Radio is in deep doo doo right now. Radio needs to create relevant and original content to survive. Radio needs rebels, mavericks, characters, passionate artists and innovators. Radio needs people to challenge the status quo not perpetuate it. "On-Air with Ryan Seacrest" is the status quo -- a very ordinary and average version of it. Exactly what radio doesn't need right now.

Radio is headed for extinction if things don't change quickly. How did it come to this? Lee Abrams provided some pretty good answers in a recent interview conducted by Al Peterson at NTS MediaOnline. Here's what Lee had to say about the radio business and the source of great ideas. "Radio was one of the last great bastions of creative thinking. There were no rulebooks, you could come up with a new format idea in your basement, take it out and try it somewhere, and if it worked you were in business. Unfortunately the radio business, which was once a place with very few rules, evolved into a business with a whole lot of rules.... all great ideas start emotionally then you use science to determine whether or not you're full of it. In most big media today everything starts scientifically and the whole emotional component gets left out entirely."

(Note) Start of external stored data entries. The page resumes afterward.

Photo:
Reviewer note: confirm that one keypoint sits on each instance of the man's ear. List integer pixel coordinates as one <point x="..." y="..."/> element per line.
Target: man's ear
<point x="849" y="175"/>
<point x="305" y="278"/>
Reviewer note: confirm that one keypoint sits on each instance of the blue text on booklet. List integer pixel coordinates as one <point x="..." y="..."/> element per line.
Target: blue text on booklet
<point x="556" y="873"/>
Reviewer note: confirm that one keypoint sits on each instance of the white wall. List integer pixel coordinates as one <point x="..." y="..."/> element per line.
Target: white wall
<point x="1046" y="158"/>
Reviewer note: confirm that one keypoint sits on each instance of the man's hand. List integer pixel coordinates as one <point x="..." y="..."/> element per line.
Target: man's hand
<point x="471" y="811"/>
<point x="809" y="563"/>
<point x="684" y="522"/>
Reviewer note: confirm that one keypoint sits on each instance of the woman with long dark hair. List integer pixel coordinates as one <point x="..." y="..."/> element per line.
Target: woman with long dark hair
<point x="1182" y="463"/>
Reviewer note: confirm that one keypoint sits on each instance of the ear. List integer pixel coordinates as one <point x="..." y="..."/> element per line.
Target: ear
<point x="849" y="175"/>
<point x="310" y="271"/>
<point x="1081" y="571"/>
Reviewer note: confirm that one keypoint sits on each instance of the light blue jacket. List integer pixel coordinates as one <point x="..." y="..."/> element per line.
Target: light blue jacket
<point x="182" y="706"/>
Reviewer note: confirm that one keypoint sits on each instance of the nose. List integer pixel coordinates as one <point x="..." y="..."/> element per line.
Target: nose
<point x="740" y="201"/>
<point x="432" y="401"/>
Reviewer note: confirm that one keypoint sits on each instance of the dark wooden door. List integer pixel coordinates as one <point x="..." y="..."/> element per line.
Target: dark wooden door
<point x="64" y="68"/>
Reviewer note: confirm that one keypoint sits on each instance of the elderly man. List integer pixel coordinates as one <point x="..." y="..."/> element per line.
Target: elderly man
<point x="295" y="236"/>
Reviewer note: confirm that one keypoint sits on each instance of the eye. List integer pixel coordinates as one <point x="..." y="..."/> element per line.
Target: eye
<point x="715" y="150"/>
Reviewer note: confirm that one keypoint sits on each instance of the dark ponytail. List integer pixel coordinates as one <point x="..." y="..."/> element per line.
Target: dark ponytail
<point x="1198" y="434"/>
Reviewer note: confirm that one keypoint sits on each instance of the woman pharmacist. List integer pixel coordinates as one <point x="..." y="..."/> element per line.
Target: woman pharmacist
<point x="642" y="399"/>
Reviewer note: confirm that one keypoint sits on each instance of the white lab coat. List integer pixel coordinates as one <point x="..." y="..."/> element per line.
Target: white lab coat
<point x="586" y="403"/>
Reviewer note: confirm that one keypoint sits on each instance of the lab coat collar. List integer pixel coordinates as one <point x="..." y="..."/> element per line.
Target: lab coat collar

Lee's description of how radio's best programming ideas came to be and where great ideas begin sounds remarkably like what's happening on the Internet today. All kinds of goofy original ideas are being created. There is lots of experimentation going on. People are creating stuff in basements and garages all over the world and putting it out there in cyberspace to see if it flies.

Big ideas like Google, Facebook, Pandora, and YouTube started as little experiments in a basement, garage, or dorm room. These ideas began with emotions, instinctive reactions to real life in the real world. The creators didn't do focus groups or seek approval from the corporate office. They just began to create stuff that they thought was missing in their lives, stuff they wanted and needed. They didn't try to predict how their ideas would be received or if they'd be accepted. They just created stuff they thought was cool and necessary. They created stuff that would make their lives and/or the lives of their friends better, more interesting, more fun.

This is exactly how many of radio's most successful formats and shows came to be. Rush Limbaugh created the show he wanted to listen to -- a show reflective of his ideals, his values and beliefs -- a show that broke the rules and challenged the status quo. He discovered there were lots of listeners just like him who were looking for a place to hang out and connect with like-minded people who shared their conservative values. Howard Stern created the show he wanted to listen to. Lee Abrams created a format with the music he wanted to hear. Both discovered lots of listeners just like them who liked what they liked.

Now radio creates stuff for some mythical target audience defined by simplistic and superficial research. No one breaks the rules or challenges the status quo. There's no experimentation. No risk taking. No new ideas. No innovation.

There is lots of cloning and copying. There are hundreds, if not thousands, of Rush Limbaugh and Howard Stern wannabes trying to duplicate everything these originals do. Nearly every morning show has a boy and a girl. Most are obsessed with presenting "pop culture" defined by superficial and sensational celebrity news and Hollywood gossip delivered by the girl. They talk about the same current events and news stories. Try finding a radio morning show this time of year that isn't talking about American Idol. Yes it's the top-rated show on television, but it's watched in less than 20% of homes with TVs. Radio morning shows across the dial and around the country use the same show prep services for their inspiration. Formats, music, and imaging -- all the stuff of radio programming -- have become fully homogenized at a time when the real world -- fueled by abundant entertainment and information choices made available by technology and the Internet -- has become anything but homogenized.

The problem with "On-Air with Ryan Seacrest" and far too much of the programming heard on the radio these days is that it's not distinctive, it's not relevant, and it's not essential to listeners because it doesn't make their lives better. That's why mobile phones, iPods, and computers are far more important in people's lives than radios.